De vogels scharrelen het liefst in de dichte ondergroei van naaldbos of gemengd bos in de gematigde of subalpiene zones, tussen de 1700 en 3600 m hoogte. Natuurlijk bos waarin de boom Quercus baloot voorkomt heeft de voorkeur. In de winter dalen de vogels af tot rond de 1300 m.

Levenswijze[bewerken | brontekst bewerken]

Het zwartkapsaterhoen is een zeer schuwe vogel. Het slaapt en rust in de bomen, maar foerageert op de grond. Het foerageren gebeurt gewoonlijk in de vroege morgen en late avond. Het dieet bestaat uit bladeren, twijgjes, zaden en soms insecten of andere kleine ongewervelde dieren. Gewoonlijk leven de dieren solitair of in paartjes. Een uitzondering daarop vormen oudervogels met onvolwassen vogels.

Over de voortplanting is weinig bekend. Vermoed wordt dat de soort monogaam is. Het broedseizoen is van mei tot juni. Per nest worden twee tot zes eieren gelegd. De nesten bevinden zich ofwel op de grond, verstopt onder struikgewas, ofwel in holtes in bomen. Een enkele maal wordt een door een andere vogelsoort verlaten nest betrokken.

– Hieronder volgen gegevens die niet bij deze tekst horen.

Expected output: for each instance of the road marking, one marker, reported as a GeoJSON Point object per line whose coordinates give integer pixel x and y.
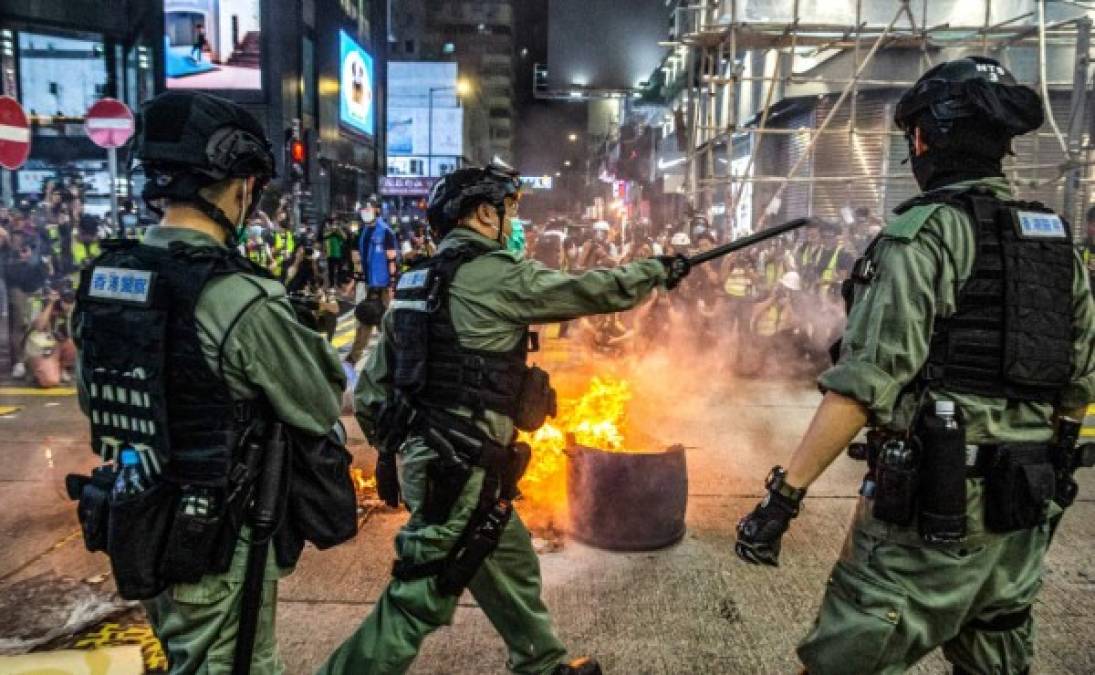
{"type": "Point", "coordinates": [139, 635]}
{"type": "Point", "coordinates": [37, 391]}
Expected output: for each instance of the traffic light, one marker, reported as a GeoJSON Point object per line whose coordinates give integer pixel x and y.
{"type": "Point", "coordinates": [296, 149]}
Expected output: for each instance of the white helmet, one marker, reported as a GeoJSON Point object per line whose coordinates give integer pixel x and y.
{"type": "Point", "coordinates": [791, 281]}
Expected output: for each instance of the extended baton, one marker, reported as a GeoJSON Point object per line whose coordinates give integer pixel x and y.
{"type": "Point", "coordinates": [745, 242]}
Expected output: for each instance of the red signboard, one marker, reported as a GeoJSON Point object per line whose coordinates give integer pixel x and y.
{"type": "Point", "coordinates": [405, 185]}
{"type": "Point", "coordinates": [14, 134]}
{"type": "Point", "coordinates": [110, 124]}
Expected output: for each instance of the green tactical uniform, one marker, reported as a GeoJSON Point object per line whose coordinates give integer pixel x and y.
{"type": "Point", "coordinates": [197, 622]}
{"type": "Point", "coordinates": [493, 298]}
{"type": "Point", "coordinates": [891, 598]}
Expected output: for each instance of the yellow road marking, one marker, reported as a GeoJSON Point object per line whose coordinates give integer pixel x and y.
{"type": "Point", "coordinates": [139, 635]}
{"type": "Point", "coordinates": [37, 391]}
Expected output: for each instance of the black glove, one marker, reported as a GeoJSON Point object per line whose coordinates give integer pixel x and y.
{"type": "Point", "coordinates": [388, 479]}
{"type": "Point", "coordinates": [759, 533]}
{"type": "Point", "coordinates": [677, 267]}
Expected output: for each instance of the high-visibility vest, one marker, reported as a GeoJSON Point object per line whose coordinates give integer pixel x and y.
{"type": "Point", "coordinates": [771, 321]}
{"type": "Point", "coordinates": [84, 252]}
{"type": "Point", "coordinates": [829, 273]}
{"type": "Point", "coordinates": [257, 255]}
{"type": "Point", "coordinates": [738, 284]}
{"type": "Point", "coordinates": [808, 255]}
{"type": "Point", "coordinates": [773, 271]}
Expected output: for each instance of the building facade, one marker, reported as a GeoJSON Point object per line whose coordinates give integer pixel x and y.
{"type": "Point", "coordinates": [480, 37]}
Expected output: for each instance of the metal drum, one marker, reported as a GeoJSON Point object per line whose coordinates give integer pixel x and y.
{"type": "Point", "coordinates": [626, 501]}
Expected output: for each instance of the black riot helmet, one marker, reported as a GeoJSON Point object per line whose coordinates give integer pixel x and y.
{"type": "Point", "coordinates": [459, 192]}
{"type": "Point", "coordinates": [967, 110]}
{"type": "Point", "coordinates": [189, 140]}
{"type": "Point", "coordinates": [976, 89]}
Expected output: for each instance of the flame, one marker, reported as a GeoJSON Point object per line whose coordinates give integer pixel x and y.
{"type": "Point", "coordinates": [362, 484]}
{"type": "Point", "coordinates": [596, 419]}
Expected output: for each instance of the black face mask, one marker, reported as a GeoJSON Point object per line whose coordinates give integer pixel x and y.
{"type": "Point", "coordinates": [933, 169]}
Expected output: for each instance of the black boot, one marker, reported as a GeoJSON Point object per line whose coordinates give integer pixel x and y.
{"type": "Point", "coordinates": [578, 666]}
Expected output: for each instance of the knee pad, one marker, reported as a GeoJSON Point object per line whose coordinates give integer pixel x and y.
{"type": "Point", "coordinates": [1003, 622]}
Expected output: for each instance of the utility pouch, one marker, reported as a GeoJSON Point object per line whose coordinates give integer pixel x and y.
{"type": "Point", "coordinates": [1018, 485]}
{"type": "Point", "coordinates": [188, 553]}
{"type": "Point", "coordinates": [93, 507]}
{"type": "Point", "coordinates": [897, 475]}
{"type": "Point", "coordinates": [322, 506]}
{"type": "Point", "coordinates": [481, 539]}
{"type": "Point", "coordinates": [520, 455]}
{"type": "Point", "coordinates": [388, 479]}
{"type": "Point", "coordinates": [139, 528]}
{"type": "Point", "coordinates": [444, 485]}
{"type": "Point", "coordinates": [537, 400]}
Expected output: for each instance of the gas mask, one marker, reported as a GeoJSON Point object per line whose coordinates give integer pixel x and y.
{"type": "Point", "coordinates": [516, 240]}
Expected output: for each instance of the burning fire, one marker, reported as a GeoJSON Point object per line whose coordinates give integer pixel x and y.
{"type": "Point", "coordinates": [596, 419]}
{"type": "Point", "coordinates": [362, 484]}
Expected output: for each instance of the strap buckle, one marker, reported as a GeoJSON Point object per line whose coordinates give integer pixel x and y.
{"type": "Point", "coordinates": [471, 370]}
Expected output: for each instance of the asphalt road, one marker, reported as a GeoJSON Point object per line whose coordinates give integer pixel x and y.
{"type": "Point", "coordinates": [689, 608]}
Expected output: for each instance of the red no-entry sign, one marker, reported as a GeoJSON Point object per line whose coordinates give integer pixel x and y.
{"type": "Point", "coordinates": [14, 134]}
{"type": "Point", "coordinates": [108, 123]}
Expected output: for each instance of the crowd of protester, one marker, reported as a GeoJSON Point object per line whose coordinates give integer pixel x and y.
{"type": "Point", "coordinates": [773, 309]}
{"type": "Point", "coordinates": [43, 247]}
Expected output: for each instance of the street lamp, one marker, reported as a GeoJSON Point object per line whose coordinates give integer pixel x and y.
{"type": "Point", "coordinates": [462, 89]}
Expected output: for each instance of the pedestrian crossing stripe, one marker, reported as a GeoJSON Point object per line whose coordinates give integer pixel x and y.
{"type": "Point", "coordinates": [1088, 428]}
{"type": "Point", "coordinates": [37, 391]}
{"type": "Point", "coordinates": [139, 635]}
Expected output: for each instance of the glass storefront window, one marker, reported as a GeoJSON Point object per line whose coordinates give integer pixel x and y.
{"type": "Point", "coordinates": [60, 76]}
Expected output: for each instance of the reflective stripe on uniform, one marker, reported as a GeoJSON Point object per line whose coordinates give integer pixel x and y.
{"type": "Point", "coordinates": [412, 305]}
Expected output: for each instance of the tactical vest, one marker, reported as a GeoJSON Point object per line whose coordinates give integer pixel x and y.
{"type": "Point", "coordinates": [1011, 334]}
{"type": "Point", "coordinates": [148, 380]}
{"type": "Point", "coordinates": [430, 368]}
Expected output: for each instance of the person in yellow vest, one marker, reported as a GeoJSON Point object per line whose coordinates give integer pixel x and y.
{"type": "Point", "coordinates": [85, 247]}
{"type": "Point", "coordinates": [283, 246]}
{"type": "Point", "coordinates": [256, 249]}
{"type": "Point", "coordinates": [49, 352]}
{"type": "Point", "coordinates": [775, 325]}
{"type": "Point", "coordinates": [772, 264]}
{"type": "Point", "coordinates": [1087, 252]}
{"type": "Point", "coordinates": [834, 260]}
{"type": "Point", "coordinates": [808, 255]}
{"type": "Point", "coordinates": [740, 281]}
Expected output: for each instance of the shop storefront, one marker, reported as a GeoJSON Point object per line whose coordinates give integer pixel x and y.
{"type": "Point", "coordinates": [57, 65]}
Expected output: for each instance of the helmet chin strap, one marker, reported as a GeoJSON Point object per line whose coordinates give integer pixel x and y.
{"type": "Point", "coordinates": [217, 215]}
{"type": "Point", "coordinates": [502, 220]}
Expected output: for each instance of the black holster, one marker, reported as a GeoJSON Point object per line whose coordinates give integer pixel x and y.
{"type": "Point", "coordinates": [1018, 485]}
{"type": "Point", "coordinates": [537, 400]}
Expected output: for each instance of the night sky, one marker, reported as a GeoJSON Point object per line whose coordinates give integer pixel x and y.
{"type": "Point", "coordinates": [604, 43]}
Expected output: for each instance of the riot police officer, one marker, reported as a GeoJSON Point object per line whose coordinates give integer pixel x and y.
{"type": "Point", "coordinates": [442, 396]}
{"type": "Point", "coordinates": [183, 346]}
{"type": "Point", "coordinates": [971, 334]}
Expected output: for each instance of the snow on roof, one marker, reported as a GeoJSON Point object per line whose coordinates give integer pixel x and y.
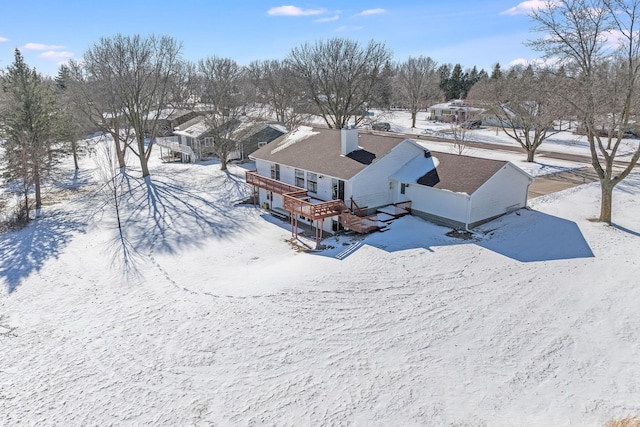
{"type": "Point", "coordinates": [415, 169]}
{"type": "Point", "coordinates": [300, 134]}
{"type": "Point", "coordinates": [279, 127]}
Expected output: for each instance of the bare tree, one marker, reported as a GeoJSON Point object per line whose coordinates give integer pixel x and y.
{"type": "Point", "coordinates": [89, 89]}
{"type": "Point", "coordinates": [224, 95]}
{"type": "Point", "coordinates": [31, 122]}
{"type": "Point", "coordinates": [577, 33]}
{"type": "Point", "coordinates": [341, 76]}
{"type": "Point", "coordinates": [523, 107]}
{"type": "Point", "coordinates": [279, 89]}
{"type": "Point", "coordinates": [136, 78]}
{"type": "Point", "coordinates": [417, 83]}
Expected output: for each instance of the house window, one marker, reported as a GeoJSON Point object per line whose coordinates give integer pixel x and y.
{"type": "Point", "coordinates": [337, 189]}
{"type": "Point", "coordinates": [312, 182]}
{"type": "Point", "coordinates": [275, 171]}
{"type": "Point", "coordinates": [299, 178]}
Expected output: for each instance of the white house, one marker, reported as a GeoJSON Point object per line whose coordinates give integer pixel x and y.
{"type": "Point", "coordinates": [312, 175]}
{"type": "Point", "coordinates": [453, 112]}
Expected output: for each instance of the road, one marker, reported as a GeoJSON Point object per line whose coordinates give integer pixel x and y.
{"type": "Point", "coordinates": [543, 184]}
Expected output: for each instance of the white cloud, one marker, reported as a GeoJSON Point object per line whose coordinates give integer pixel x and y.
{"type": "Point", "coordinates": [294, 11]}
{"type": "Point", "coordinates": [525, 7]}
{"type": "Point", "coordinates": [40, 46]}
{"type": "Point", "coordinates": [346, 28]}
{"type": "Point", "coordinates": [54, 55]}
{"type": "Point", "coordinates": [328, 19]}
{"type": "Point", "coordinates": [372, 12]}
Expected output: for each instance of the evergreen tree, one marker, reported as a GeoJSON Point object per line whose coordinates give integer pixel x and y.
{"type": "Point", "coordinates": [31, 120]}
{"type": "Point", "coordinates": [496, 73]}
{"type": "Point", "coordinates": [455, 88]}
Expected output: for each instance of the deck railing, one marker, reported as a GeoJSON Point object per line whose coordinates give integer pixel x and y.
{"type": "Point", "coordinates": [301, 204]}
{"type": "Point", "coordinates": [297, 201]}
{"type": "Point", "coordinates": [272, 185]}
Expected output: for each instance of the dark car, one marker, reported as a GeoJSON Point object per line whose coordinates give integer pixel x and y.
{"type": "Point", "coordinates": [381, 126]}
{"type": "Point", "coordinates": [471, 124]}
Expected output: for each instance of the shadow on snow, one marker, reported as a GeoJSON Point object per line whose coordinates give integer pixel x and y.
{"type": "Point", "coordinates": [25, 251]}
{"type": "Point", "coordinates": [164, 214]}
{"type": "Point", "coordinates": [524, 236]}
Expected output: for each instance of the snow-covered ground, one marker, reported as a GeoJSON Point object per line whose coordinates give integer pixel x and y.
{"type": "Point", "coordinates": [210, 314]}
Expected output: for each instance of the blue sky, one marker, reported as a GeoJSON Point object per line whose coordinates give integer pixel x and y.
{"type": "Point", "coordinates": [469, 32]}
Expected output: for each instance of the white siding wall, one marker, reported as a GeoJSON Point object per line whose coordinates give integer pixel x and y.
{"type": "Point", "coordinates": [441, 203]}
{"type": "Point", "coordinates": [371, 187]}
{"type": "Point", "coordinates": [507, 189]}
{"type": "Point", "coordinates": [287, 175]}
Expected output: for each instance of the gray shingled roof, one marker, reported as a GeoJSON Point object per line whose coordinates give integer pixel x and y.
{"type": "Point", "coordinates": [320, 153]}
{"type": "Point", "coordinates": [464, 174]}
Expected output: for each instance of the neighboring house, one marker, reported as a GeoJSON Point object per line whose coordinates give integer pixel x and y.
{"type": "Point", "coordinates": [252, 135]}
{"type": "Point", "coordinates": [312, 175]}
{"type": "Point", "coordinates": [453, 112]}
{"type": "Point", "coordinates": [194, 139]}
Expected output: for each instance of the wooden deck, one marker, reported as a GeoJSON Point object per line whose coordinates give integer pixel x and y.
{"type": "Point", "coordinates": [298, 202]}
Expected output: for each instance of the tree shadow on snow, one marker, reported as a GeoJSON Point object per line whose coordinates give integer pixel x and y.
{"type": "Point", "coordinates": [24, 251]}
{"type": "Point", "coordinates": [531, 236]}
{"type": "Point", "coordinates": [525, 236]}
{"type": "Point", "coordinates": [163, 214]}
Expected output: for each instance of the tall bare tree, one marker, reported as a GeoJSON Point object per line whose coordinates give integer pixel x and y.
{"type": "Point", "coordinates": [224, 93]}
{"type": "Point", "coordinates": [523, 105]}
{"type": "Point", "coordinates": [417, 84]}
{"type": "Point", "coordinates": [89, 89]}
{"type": "Point", "coordinates": [277, 88]}
{"type": "Point", "coordinates": [578, 33]}
{"type": "Point", "coordinates": [135, 78]}
{"type": "Point", "coordinates": [341, 76]}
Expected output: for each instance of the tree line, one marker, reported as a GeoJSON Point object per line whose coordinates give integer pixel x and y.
{"type": "Point", "coordinates": [125, 85]}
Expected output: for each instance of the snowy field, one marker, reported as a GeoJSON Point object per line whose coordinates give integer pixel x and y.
{"type": "Point", "coordinates": [213, 316]}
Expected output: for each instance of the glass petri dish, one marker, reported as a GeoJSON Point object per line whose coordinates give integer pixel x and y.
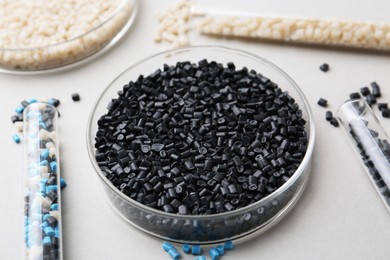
{"type": "Point", "coordinates": [239, 224]}
{"type": "Point", "coordinates": [102, 35]}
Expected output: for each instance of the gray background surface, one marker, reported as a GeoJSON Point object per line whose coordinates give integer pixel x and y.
{"type": "Point", "coordinates": [340, 216]}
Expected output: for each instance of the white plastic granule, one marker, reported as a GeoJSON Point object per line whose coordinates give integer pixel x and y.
{"type": "Point", "coordinates": [40, 34]}
{"type": "Point", "coordinates": [174, 24]}
{"type": "Point", "coordinates": [315, 31]}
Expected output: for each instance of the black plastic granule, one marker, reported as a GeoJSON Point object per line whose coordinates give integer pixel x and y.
{"type": "Point", "coordinates": [195, 134]}
{"type": "Point", "coordinates": [382, 106]}
{"type": "Point", "coordinates": [365, 91]}
{"type": "Point", "coordinates": [376, 92]}
{"type": "Point", "coordinates": [324, 67]}
{"type": "Point", "coordinates": [322, 102]}
{"type": "Point", "coordinates": [354, 95]}
{"type": "Point", "coordinates": [75, 97]}
{"type": "Point", "coordinates": [328, 115]}
{"type": "Point", "coordinates": [334, 122]}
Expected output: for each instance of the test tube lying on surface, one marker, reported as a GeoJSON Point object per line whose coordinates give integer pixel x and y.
{"type": "Point", "coordinates": [334, 32]}
{"type": "Point", "coordinates": [371, 143]}
{"type": "Point", "coordinates": [41, 191]}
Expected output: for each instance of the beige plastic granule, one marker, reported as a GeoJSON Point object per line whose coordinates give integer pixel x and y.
{"type": "Point", "coordinates": [174, 24]}
{"type": "Point", "coordinates": [41, 34]}
{"type": "Point", "coordinates": [314, 31]}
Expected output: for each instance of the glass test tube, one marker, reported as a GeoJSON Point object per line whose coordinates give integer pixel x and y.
{"type": "Point", "coordinates": [371, 143]}
{"type": "Point", "coordinates": [309, 30]}
{"type": "Point", "coordinates": [41, 191]}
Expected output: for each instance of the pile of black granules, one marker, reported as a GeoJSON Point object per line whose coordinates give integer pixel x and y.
{"type": "Point", "coordinates": [200, 138]}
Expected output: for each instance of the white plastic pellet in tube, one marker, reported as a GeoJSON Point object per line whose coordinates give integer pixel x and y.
{"type": "Point", "coordinates": [371, 143]}
{"type": "Point", "coordinates": [41, 184]}
{"type": "Point", "coordinates": [333, 32]}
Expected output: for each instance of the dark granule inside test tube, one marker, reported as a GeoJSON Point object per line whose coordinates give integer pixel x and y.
{"type": "Point", "coordinates": [200, 138]}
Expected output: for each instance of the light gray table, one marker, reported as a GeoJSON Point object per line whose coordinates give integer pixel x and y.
{"type": "Point", "coordinates": [339, 216]}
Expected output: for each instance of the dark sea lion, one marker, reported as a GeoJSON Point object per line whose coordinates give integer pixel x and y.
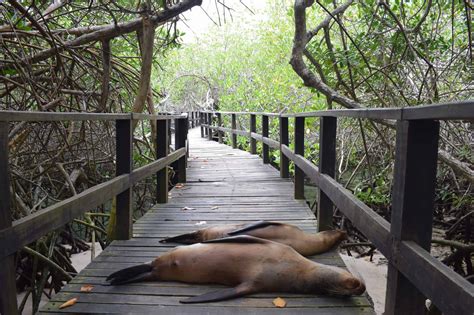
{"type": "Point", "coordinates": [246, 263]}
{"type": "Point", "coordinates": [306, 244]}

Status[bewerken | brontekst bewerken]

Vanwege het kleine verspreidingsgebied wordt het zwartkapsaterhoen als de meest zeldzame fazantensoort gezien. De grootte van de populatie werd in 2017 door BirdLife International geschat op 3300 individuen en de populatie-aantallen nemen af door habitatverlies. Het leefgebied wordt aangetast door aantasting en versnippering van natuurlijk bos dat wordt gebruikt voor zelfvoorzieningslandbouw, beweiding, verzamelen van brandhout.ing en door stroperij. Om deze redenen staat deze soort als kwetsbaar op de Rode Lijst van de IUCN.[1]